Plaintiffs have not sustained their burden of proving as a fact that their real estate transactions in 1953,1954, and 1955, which are in issue here, fell outside the broad scope of property held “primarily for sale to customers in the ordinary course” of their trade or business.
Tie opinion, findings of fact, and recommended conclusion of law are submitted under the order of reference and Rule 57(c).
Plaintiffs’ reply brief filed September 15, 1965, states: “Tbe testimony during trial and taxpayers’ briefs accompanying its requested findings of fact carefully, and in great detail, reviewed every sale of real estate made by taxpayers during the years in issue.”

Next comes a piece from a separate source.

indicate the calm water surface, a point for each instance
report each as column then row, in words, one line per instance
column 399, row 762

The relevant statutory provisions are, with respect to 1953, §§ 117(a)(1) (A) and 117 (j) (1) (B) of the Internal Revenue Code of 1939, and with respect to 1954 and 1955, §§1221(1) and 1231(b)(1)(B) of the Internal Revenue Code of 1954. These provisions of the 1939 and 1954 Internal Revenue Codes are Identical Insofar as pertinent to this case.
Plaintiffs observe in tbeir reply brief that their co-venturers were often their legal clients and in oral argument said it would embarrass plaintiffs to call them as witnesses because of the lawyer-client relationship. Plaintiffs say the defendant could have called them. But, plaintiffs had the burden of proof. Crosswhite v. United States, supra.